Reincarnation Monarch
Episode One Thousand Six Hundred Sixty-Two Identity of Singularities
「……なるほどな……それは確かにタイミング的に気にはなるな……」
アスタロトが厳しい表情で言った。
だがイリスはこの話を真剣には捉えなかった。
「ふん、あの者がそう簡単に死ぬか。特異点だぞ?」
「イリスよ。一つ聞きたいのだが、そもそも特異点とは何なのだ?それに、何故ガイウスがその特異点なのだ?」
アスタロトの問いに、イリスが眉根を寄せた。
「……それは、わたくしもよくは知らないんだが……」
するとこの回答にアスタロトが大いに驚いた。
「そうなのか!?天界の神であるイリス、貴方ですら、特異点の正体を知らないというのか?」
するとすかさずイリスが勢い込んで反論した。
「まったく知らないわけではない!多少は知っているさ!」
「ではそれを教えてくれないか?」
冷静に言い寄るアスタロトに、イリスが多少尻込みしたように答えた。
「……いいだろう。奴は、ガイウスは、世界の中心ということになっているはずだ」
「それは知っている。
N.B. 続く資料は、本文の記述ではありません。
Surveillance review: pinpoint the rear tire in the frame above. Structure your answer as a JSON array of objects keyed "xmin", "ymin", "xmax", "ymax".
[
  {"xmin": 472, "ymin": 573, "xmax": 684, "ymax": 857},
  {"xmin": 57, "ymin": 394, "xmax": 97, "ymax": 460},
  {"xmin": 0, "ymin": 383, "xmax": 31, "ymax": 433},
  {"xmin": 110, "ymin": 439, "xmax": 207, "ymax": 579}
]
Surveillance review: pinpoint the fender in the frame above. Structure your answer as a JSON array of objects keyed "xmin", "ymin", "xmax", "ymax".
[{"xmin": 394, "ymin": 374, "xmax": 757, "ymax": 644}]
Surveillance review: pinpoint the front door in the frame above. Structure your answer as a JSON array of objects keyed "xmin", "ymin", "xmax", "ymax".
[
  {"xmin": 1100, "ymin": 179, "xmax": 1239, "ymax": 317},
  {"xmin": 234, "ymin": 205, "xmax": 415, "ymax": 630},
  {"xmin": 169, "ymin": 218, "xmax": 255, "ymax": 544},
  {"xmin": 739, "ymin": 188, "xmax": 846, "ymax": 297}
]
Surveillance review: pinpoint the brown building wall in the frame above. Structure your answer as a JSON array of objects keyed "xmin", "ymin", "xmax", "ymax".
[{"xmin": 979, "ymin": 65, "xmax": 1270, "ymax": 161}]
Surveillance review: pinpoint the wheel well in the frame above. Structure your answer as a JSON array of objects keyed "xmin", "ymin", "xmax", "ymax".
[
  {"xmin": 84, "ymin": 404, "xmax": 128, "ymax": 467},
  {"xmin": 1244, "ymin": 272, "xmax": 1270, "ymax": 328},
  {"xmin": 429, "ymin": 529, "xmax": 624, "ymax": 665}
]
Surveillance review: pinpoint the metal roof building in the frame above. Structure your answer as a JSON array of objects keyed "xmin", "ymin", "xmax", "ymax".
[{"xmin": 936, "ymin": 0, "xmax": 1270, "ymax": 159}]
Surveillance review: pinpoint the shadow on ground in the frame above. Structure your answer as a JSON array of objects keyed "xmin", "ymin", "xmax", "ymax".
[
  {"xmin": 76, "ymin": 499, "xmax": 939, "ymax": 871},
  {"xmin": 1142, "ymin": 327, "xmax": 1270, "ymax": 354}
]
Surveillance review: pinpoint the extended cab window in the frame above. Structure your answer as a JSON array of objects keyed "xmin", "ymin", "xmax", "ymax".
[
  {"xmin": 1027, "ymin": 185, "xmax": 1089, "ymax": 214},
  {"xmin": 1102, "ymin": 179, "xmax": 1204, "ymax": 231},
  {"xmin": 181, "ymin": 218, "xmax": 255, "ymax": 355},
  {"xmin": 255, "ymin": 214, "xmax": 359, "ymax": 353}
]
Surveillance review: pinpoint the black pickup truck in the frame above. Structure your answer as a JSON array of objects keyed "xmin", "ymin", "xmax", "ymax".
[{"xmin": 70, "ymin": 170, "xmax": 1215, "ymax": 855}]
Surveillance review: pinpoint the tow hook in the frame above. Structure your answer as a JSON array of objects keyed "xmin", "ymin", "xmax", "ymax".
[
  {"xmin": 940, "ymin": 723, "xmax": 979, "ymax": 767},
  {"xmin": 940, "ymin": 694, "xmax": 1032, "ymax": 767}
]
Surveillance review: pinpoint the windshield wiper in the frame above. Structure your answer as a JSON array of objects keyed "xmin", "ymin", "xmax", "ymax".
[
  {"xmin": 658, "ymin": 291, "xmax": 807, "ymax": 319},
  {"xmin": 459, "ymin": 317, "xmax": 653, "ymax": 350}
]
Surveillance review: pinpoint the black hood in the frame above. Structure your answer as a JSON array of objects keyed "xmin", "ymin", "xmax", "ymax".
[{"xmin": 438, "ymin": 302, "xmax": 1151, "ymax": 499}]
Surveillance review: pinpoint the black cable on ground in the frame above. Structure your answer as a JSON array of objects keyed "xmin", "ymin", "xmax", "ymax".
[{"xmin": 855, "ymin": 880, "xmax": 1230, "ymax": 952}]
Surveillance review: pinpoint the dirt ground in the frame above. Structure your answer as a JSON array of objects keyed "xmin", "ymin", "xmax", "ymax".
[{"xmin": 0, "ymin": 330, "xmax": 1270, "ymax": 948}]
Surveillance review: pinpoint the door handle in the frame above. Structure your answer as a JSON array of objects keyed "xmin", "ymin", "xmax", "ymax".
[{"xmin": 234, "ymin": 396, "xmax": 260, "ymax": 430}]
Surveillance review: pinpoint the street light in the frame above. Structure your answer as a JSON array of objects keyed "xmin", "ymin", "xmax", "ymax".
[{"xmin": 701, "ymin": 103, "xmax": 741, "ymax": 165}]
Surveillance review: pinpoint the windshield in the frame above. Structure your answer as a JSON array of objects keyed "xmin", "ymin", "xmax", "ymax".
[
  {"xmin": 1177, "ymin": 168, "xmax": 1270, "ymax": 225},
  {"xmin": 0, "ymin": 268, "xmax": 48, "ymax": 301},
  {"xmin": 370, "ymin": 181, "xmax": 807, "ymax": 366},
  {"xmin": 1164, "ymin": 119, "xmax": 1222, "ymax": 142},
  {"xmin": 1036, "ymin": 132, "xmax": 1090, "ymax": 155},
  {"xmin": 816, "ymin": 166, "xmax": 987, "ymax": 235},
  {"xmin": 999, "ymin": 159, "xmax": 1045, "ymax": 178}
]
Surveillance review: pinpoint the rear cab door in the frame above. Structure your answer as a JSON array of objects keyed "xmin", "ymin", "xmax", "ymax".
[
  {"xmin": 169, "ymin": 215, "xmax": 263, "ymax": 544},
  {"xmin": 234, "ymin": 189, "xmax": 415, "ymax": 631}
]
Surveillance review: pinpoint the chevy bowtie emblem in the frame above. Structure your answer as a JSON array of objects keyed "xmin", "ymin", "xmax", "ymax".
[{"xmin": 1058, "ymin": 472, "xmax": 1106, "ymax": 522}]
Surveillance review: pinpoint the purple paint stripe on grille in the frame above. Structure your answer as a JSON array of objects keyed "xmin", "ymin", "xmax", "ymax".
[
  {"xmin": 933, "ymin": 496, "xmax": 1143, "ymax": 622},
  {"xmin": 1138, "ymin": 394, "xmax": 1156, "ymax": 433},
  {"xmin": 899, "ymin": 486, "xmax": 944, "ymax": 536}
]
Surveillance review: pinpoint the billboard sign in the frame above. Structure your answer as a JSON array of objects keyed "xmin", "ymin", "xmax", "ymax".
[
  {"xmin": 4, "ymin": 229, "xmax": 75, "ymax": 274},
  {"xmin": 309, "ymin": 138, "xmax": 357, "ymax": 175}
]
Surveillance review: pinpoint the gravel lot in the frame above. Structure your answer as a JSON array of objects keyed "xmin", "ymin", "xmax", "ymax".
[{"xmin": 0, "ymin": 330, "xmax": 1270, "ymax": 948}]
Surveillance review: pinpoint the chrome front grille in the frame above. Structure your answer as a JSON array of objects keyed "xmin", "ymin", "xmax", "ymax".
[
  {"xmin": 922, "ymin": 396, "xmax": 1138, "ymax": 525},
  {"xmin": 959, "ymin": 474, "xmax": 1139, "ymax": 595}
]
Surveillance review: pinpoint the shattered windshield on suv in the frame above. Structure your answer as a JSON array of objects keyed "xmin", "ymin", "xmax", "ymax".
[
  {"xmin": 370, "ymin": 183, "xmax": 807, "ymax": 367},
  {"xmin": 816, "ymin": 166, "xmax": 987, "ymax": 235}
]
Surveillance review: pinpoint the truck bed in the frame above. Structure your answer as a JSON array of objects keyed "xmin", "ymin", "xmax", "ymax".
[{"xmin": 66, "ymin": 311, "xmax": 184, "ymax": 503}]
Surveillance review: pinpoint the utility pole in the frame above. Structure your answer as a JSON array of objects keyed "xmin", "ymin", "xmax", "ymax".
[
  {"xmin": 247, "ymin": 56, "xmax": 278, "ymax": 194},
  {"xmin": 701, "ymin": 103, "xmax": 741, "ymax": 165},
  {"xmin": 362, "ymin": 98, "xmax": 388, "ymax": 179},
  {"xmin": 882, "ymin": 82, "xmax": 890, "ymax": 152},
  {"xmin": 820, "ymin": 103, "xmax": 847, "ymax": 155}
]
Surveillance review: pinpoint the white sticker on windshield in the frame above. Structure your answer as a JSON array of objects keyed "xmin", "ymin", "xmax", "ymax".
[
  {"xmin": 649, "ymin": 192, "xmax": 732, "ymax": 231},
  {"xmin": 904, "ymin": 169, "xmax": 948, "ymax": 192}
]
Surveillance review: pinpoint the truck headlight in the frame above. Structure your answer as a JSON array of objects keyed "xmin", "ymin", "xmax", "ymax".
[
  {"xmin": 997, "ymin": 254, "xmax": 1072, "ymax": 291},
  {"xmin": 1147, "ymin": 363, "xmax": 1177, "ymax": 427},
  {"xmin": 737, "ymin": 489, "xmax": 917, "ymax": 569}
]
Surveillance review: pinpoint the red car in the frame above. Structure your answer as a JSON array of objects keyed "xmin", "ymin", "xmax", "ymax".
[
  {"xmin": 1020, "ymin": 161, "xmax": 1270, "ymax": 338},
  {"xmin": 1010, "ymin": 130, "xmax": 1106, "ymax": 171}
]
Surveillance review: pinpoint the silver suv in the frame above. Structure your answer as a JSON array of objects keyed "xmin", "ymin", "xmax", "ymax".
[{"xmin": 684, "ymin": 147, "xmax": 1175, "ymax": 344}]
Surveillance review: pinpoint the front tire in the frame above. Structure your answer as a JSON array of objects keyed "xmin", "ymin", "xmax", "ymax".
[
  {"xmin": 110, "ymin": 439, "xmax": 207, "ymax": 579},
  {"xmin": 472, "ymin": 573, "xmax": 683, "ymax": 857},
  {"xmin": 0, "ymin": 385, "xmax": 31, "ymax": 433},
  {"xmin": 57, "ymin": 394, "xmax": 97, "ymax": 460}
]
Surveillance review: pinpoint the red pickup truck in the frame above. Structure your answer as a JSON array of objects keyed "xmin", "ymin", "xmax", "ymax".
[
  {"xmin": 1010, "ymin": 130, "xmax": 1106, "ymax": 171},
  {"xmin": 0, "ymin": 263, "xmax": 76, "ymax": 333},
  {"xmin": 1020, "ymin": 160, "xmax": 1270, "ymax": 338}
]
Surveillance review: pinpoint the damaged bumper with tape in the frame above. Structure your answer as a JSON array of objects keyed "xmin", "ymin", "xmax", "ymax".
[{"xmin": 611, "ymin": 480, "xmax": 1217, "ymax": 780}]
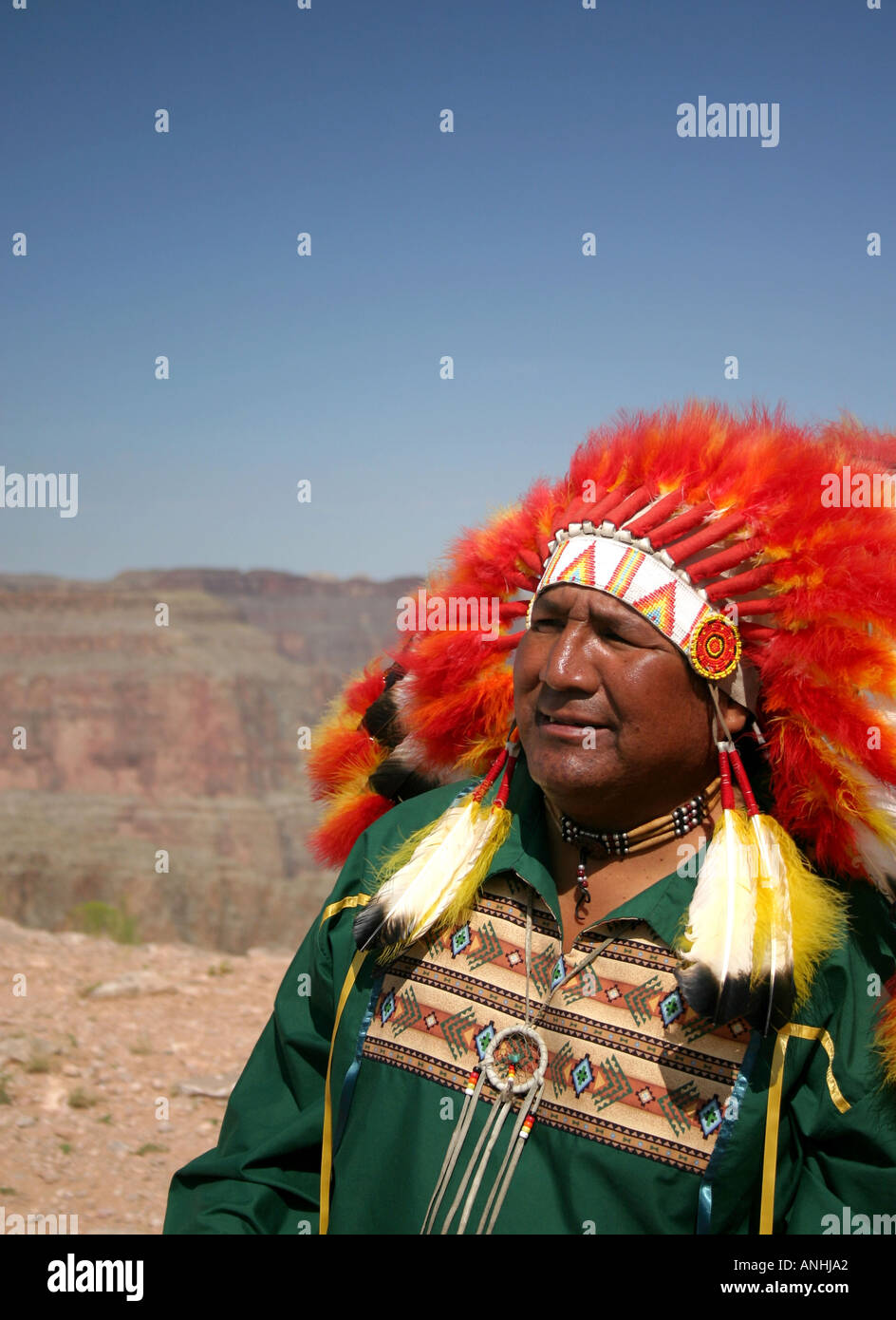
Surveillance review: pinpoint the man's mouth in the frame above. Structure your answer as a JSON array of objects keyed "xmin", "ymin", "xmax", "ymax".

だがその世界の中心というのは具体的にはどういうことなのだ?」
するとイリスが困り顔となった。
「……それは……様々な事象がガイウスを中心として起こり、色々な者たちが自然と引き寄せられるといったところかな?」
イリスは最後不安げに疑問型で終えた。
すると案の定アスタロトが突っ込んだ。
「なぜそのような事象が起こるのだ?何故色々な者たちが集まるのだ?それを教えてくれないか?」
イリスはかなり不機嫌そうに口を尖らせた。
「……それは……よくわからん……」
「それでは肝心なところは何もわからないではないか」
責める口調のアスタロトに対し、イリスが不満を爆発させた。
「うるさい!知らないものはしょうがあるまい!」
「それはそうだが……では何故ガイウスは特異点になっているのだ?それについては知っているか?」
アスタロトが質問を変えた。
だがイリスは相変わらず不機嫌そのものであった。
「……知らぬ……」
イリスのゼロ回答ではあったが、アスタロトはもうそれ以上責めることはしなかった。
「そうか。ではどう思う?」
アスタロトの突然の問いかけに、イリスは初めよく理解できなかった。
そのためオウム返しで問いかけたのだった。
「どう思うとは?」
するとアスタロトが改めてわかりやすく質問をしたのだった。